One of the most reliable "rules" throughout awards history has been that a film cannot win the best picture Oscar if it hasn't even been nominated for the best director Oscar. The logic of this rule has long gone unquestioned because, well, there hasn't been a reason to question it: only three films ever -- and only one in the last 80 years, Driving Miss Daisy (1989) -- have defied it.
But when one pauses to consider that the best director Oscar nominees are determined by only six percent of the Academy's entire membership (the directors branch), whereas the winner of the best picture Oscar is determined by not only that six percent but the other 94 percent, as well, one realizes that there may, in fact, be reason to question the solidity of the rule in the first place.
Awards pundits like me have been given plenty of reason to pause and consider this rule, of late, because the Warner Bros. film Argo, a best picture nominee directed by a man who was not nominated for best director, Ben Affleck, has plowed through an awards season that many expected would be dominated by the more traditional Academy film in the race, DreamWorks' Lincoln, the director of which (Steven Spielberg) did receive an Oscar nomination.
Earlier this month, on the night of Jan. 10 (Affleck's Oscar snub was revealed that morning), the Broadcast Film Critics Association -- of which, full disclosure, I am a voting member -- awarded its best picture and best director Critics' Choice prizes to Argo and Affleck, respectively. This was the first sign that some members of the greater Hollywood community felt very differently about the film than the Academy's directors branch.

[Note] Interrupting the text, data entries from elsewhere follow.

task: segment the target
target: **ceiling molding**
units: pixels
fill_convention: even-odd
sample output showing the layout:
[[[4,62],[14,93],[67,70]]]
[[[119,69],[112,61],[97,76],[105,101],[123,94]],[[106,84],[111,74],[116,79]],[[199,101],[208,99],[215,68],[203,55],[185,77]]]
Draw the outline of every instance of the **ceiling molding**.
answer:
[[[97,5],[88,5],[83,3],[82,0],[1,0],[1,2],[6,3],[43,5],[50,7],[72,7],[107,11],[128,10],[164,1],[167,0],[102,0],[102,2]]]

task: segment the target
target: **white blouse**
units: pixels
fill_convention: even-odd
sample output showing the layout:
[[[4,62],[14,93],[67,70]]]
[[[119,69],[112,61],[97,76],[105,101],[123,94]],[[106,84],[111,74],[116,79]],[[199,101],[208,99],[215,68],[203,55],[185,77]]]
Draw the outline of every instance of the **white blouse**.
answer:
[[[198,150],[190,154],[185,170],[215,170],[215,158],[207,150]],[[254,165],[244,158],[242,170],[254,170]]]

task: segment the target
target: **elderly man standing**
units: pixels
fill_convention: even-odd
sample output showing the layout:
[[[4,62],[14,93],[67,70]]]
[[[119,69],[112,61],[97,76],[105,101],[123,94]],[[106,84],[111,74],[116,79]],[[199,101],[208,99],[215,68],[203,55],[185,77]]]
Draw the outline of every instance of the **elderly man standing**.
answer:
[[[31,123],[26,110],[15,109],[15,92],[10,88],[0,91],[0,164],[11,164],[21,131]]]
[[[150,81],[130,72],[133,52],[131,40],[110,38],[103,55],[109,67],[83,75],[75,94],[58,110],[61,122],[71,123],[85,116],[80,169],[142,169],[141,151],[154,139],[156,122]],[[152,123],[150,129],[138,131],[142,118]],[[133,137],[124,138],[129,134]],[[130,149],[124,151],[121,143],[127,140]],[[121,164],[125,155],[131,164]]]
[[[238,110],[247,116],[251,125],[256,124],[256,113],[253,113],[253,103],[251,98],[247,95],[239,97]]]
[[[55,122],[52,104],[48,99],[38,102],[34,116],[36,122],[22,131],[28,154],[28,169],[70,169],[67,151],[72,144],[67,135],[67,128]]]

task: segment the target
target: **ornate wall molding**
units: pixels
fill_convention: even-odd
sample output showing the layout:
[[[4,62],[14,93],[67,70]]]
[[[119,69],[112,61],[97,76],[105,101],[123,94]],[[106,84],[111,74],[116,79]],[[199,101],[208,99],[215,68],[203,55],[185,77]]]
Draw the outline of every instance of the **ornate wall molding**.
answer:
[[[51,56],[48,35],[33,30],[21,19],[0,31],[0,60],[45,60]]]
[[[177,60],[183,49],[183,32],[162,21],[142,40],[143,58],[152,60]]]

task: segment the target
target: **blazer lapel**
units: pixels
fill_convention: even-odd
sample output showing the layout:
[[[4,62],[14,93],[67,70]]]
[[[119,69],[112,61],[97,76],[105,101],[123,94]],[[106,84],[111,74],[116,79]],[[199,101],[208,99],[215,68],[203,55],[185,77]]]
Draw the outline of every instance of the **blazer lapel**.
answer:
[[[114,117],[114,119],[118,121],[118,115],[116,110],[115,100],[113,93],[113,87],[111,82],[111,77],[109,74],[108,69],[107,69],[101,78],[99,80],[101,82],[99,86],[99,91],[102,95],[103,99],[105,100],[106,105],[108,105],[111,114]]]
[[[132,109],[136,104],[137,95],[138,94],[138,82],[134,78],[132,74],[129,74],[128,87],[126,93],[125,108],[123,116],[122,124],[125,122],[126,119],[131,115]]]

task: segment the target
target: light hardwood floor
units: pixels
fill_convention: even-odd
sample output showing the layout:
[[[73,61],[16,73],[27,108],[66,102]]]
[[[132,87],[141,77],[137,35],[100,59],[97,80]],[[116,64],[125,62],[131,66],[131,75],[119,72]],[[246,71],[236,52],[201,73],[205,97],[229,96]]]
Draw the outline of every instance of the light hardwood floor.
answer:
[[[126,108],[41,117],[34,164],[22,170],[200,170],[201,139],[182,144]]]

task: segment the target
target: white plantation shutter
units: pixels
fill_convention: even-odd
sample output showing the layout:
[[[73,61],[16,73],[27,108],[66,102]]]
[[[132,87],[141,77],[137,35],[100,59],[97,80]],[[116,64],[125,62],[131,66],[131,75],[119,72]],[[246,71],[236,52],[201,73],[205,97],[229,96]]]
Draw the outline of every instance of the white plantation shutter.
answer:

Less than a week later, on Jan. 13, another, even higher-profile body of entertainment journalists, the Hollywood Foreign Press Association, followed suit, presenting its Golden Globe awards for best picture (drama) to Argo and best director to Affleck. However, due to the group's long-documented history of kowtowing to A-list movie stars far more than the Academy -- particularly when they try their hand at directing -- these results were, understandably, downplayed by many, myself among them.
People seeking real insight into the mindset of the Academy were urged by many, including me, to wait until Jan. 26, when the Producers Guild of America would become the first of the many guilds to present its awards. This is because journalists are not represented in the Academy, making their preferences largely irrelevant, but people who make or have made films, like the members of those guilds, are, making their tastes far more predictive.